Tanzania is one of Africa’s top safari destinations. Boasting a diverse array of wildlife, fantastic safari experiences and brilliant guiding, it is easy to see why. Safari expert, Harry, gets off the beaten track in Tanzania, discovering the wonders of one of Africa’s best kept secrets, Ruaha National Park.
The lesser known national park of Ruaha is situated in the south of the country is Tanzania’s largest national park. Yet due to its remote location, it attracts around 5% of the visitors to the more famous Serengeti, further north, making it the ideal wilderness to explore on foot. This wonderful, untouched park is home to great game too; with a very healthy elephant and lion population. There are also leopard, cheetah, wild dog, kudu, giraffe, elands, sable and more, all roaming the park.
After being in Ruaha for a few days, it was not only the fantastic game that caught my attention but the incredible, ever changing landscapes of the park. Ruaha really is so diverse; from kopjes to flowing rivers, mountains to open plains, dry river beds to forests and baobab trees everywhere! I was curious to wander deeper into the park on foot to see what other surprises were in store there.
We had the opportunity to do a walking safari at Ikuka Safari Camp, one of a few properties that offer walking safaris in the National Park. On our first day, we set off on our three hour walk with our guide and park ranger at round 6:30am whilst the chill was still hanging in the air. Being on foot is such a different experience from wildlife viewing in a vehicle. Your senses certainly feel more alert as you stroll through the bush and listen to the sounds of nature. When walking, you are never going to see as much as you would in a vehicle but it’s all about experiencing the smaller things and really feeling like you’re in the wild rather than being cooped up on a game drive.

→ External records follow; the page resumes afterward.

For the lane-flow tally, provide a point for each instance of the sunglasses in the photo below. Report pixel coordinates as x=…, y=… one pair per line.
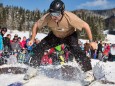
x=55, y=13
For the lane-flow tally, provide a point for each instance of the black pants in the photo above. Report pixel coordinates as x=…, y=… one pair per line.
x=51, y=41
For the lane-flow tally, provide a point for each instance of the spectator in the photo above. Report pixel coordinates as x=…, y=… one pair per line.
x=7, y=43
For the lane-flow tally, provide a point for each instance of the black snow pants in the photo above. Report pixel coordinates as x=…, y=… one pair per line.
x=51, y=41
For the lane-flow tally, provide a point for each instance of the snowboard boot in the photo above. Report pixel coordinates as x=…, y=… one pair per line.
x=31, y=72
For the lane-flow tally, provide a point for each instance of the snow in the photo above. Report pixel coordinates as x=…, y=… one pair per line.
x=42, y=80
x=105, y=70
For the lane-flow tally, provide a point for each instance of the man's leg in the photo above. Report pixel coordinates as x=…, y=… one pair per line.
x=80, y=55
x=48, y=42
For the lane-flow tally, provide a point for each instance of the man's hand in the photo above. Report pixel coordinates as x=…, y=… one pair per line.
x=93, y=45
x=30, y=43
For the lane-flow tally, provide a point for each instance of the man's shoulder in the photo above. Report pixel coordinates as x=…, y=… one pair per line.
x=46, y=16
x=69, y=13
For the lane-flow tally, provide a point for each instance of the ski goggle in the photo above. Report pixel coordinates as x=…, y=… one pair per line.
x=55, y=13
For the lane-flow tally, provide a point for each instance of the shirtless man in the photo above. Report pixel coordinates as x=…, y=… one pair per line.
x=63, y=25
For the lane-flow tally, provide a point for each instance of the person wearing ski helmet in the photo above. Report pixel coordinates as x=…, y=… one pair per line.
x=63, y=26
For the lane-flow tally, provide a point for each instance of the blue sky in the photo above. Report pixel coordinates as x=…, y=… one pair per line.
x=70, y=4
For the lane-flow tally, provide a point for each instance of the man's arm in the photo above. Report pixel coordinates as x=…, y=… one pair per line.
x=88, y=31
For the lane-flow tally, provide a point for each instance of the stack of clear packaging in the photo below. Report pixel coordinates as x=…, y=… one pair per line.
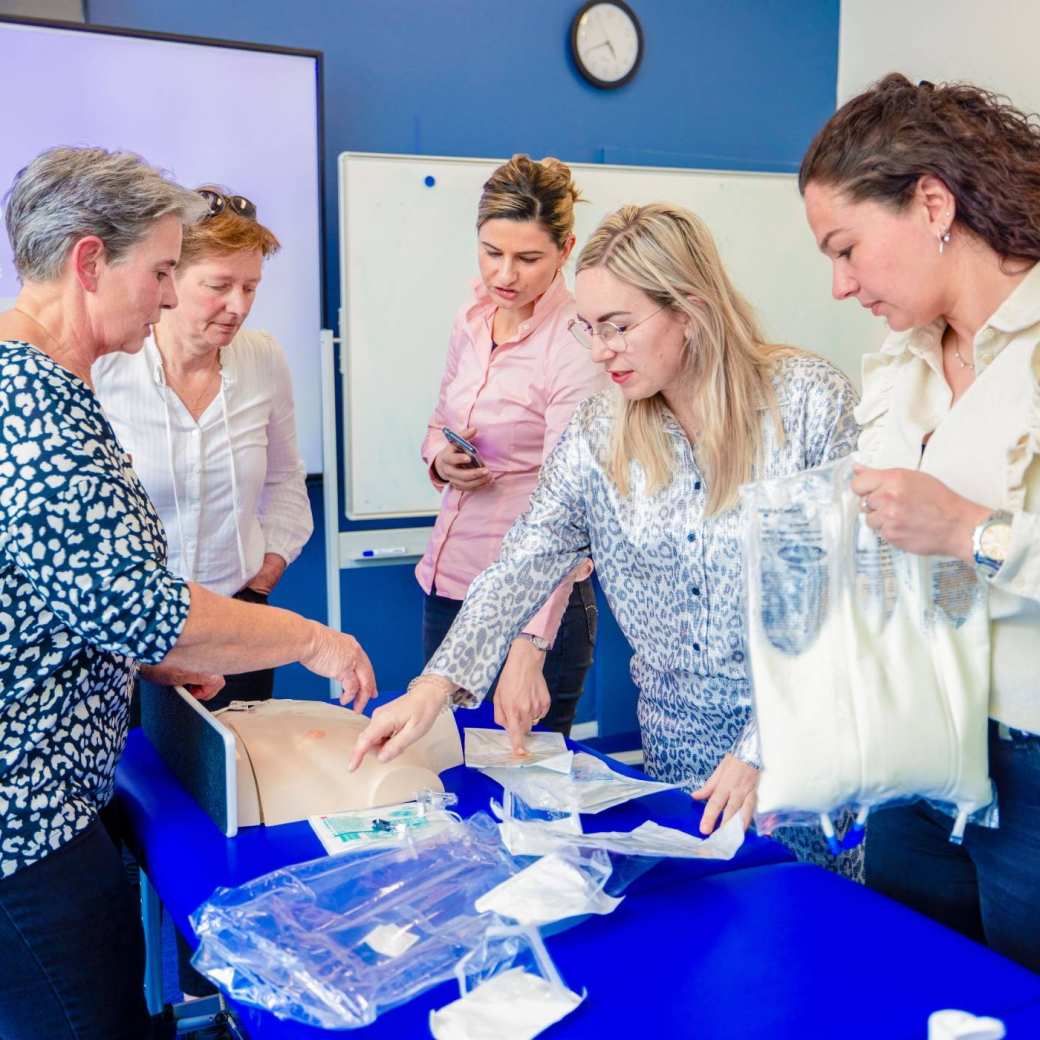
x=869, y=665
x=336, y=941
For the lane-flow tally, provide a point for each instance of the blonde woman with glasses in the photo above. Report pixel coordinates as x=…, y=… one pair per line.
x=645, y=482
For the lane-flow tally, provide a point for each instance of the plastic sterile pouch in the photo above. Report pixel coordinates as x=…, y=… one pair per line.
x=517, y=1004
x=493, y=748
x=566, y=883
x=355, y=831
x=529, y=837
x=338, y=940
x=591, y=786
x=869, y=666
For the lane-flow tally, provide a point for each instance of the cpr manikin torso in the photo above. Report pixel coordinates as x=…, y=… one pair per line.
x=291, y=761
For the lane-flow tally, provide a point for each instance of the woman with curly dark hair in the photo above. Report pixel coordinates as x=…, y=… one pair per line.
x=927, y=201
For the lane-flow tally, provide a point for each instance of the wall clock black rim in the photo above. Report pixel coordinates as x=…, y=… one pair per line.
x=606, y=84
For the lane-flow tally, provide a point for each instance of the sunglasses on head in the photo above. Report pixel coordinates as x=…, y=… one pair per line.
x=237, y=204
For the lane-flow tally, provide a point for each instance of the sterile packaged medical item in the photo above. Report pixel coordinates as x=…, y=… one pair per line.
x=353, y=831
x=591, y=786
x=531, y=837
x=869, y=666
x=566, y=883
x=336, y=941
x=952, y=1024
x=493, y=748
x=517, y=1004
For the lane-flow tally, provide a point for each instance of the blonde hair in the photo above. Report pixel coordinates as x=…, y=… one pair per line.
x=669, y=254
x=227, y=232
x=525, y=189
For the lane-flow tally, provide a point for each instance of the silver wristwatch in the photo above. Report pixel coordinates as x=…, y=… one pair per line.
x=990, y=542
x=539, y=643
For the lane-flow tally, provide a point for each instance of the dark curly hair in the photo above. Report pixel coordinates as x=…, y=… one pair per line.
x=986, y=151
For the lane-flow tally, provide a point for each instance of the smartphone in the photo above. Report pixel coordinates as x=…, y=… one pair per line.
x=463, y=445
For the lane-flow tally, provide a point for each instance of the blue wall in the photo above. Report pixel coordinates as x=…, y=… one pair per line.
x=734, y=84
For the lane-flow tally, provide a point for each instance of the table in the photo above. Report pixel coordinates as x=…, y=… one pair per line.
x=755, y=947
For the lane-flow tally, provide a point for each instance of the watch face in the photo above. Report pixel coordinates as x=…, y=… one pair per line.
x=995, y=541
x=607, y=43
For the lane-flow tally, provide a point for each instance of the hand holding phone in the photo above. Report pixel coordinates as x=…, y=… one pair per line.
x=463, y=445
x=459, y=463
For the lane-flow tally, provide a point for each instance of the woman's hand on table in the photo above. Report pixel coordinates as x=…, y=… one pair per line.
x=399, y=724
x=916, y=513
x=455, y=467
x=202, y=685
x=339, y=656
x=269, y=574
x=729, y=790
x=521, y=697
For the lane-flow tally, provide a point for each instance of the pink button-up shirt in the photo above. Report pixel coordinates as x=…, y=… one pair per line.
x=519, y=395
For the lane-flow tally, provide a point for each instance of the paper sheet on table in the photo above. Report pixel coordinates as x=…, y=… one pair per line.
x=515, y=1005
x=953, y=1024
x=524, y=837
x=550, y=889
x=591, y=786
x=486, y=748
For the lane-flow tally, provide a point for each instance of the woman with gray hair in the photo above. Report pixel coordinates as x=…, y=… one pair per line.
x=84, y=591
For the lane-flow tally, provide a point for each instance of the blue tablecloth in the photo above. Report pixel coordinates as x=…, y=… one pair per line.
x=758, y=946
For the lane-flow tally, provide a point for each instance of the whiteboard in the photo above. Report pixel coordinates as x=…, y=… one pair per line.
x=408, y=252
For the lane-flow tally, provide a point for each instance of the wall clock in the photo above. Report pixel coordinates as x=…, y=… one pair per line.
x=606, y=42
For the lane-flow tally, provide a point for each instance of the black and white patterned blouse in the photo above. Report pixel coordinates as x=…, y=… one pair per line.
x=84, y=594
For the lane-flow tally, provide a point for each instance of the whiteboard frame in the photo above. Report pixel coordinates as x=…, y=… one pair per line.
x=351, y=459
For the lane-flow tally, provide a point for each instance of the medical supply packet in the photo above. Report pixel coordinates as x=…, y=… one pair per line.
x=533, y=837
x=336, y=941
x=353, y=831
x=869, y=666
x=516, y=1005
x=564, y=884
x=591, y=786
x=492, y=748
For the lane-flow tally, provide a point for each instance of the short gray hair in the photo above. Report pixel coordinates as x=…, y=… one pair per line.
x=67, y=193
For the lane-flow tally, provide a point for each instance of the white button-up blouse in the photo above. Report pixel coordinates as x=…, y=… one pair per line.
x=229, y=488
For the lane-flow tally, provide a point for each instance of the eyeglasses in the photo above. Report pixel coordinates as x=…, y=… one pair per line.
x=612, y=336
x=237, y=204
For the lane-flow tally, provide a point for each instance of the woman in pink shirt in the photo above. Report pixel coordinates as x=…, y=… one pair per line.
x=512, y=381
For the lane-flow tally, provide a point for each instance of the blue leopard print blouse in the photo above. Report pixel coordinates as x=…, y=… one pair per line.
x=84, y=595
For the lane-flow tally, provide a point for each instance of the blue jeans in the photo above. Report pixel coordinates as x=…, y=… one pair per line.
x=987, y=888
x=566, y=664
x=73, y=947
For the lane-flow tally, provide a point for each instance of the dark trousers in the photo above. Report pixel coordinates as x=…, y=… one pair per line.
x=987, y=888
x=566, y=663
x=73, y=947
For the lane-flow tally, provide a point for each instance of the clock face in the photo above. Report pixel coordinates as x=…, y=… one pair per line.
x=607, y=43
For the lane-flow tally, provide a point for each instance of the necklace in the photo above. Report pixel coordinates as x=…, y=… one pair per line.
x=192, y=405
x=40, y=326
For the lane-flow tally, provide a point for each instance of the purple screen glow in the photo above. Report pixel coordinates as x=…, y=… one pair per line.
x=247, y=120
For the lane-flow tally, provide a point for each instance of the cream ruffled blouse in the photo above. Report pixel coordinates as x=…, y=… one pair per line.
x=985, y=447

On the first hour or so of our walk, we learnt about a variety of interesting species such as termites, animal tracks, honey poaching, trees and plants as well as spotting an abundance of birds. With over 570 bird species to its name, Ruaha is a real birders haven.
As we approached the river, the smaller sightings quickly became incredible encounters. We stumbled across plenty of giraffe, kuduand herds of elephants from as little as 50 metres away. On foot, it was even more unforgettable and it really does get the adrenaline going! We were lucky enough to see three or four herds in a short space of time – including one of about 30! It was amazing to witness these giants grazing whilst on foot! After a three hour walk we ended with a surprise bush breakfast, set up amongst the kopjes where we enjoyed fresh fruit, coffee and a well-earned cooked breakfast. We later learned that a pack of wild dog killed two impala just metres away from our breakfast spot a few hours before!
A walking safari in Ruaha offers a really refreshing change to a vehicle safari, giving you the feeling of being more connected to the wild surroundings and adding in a bit of excitement! A real must do if visiting the park.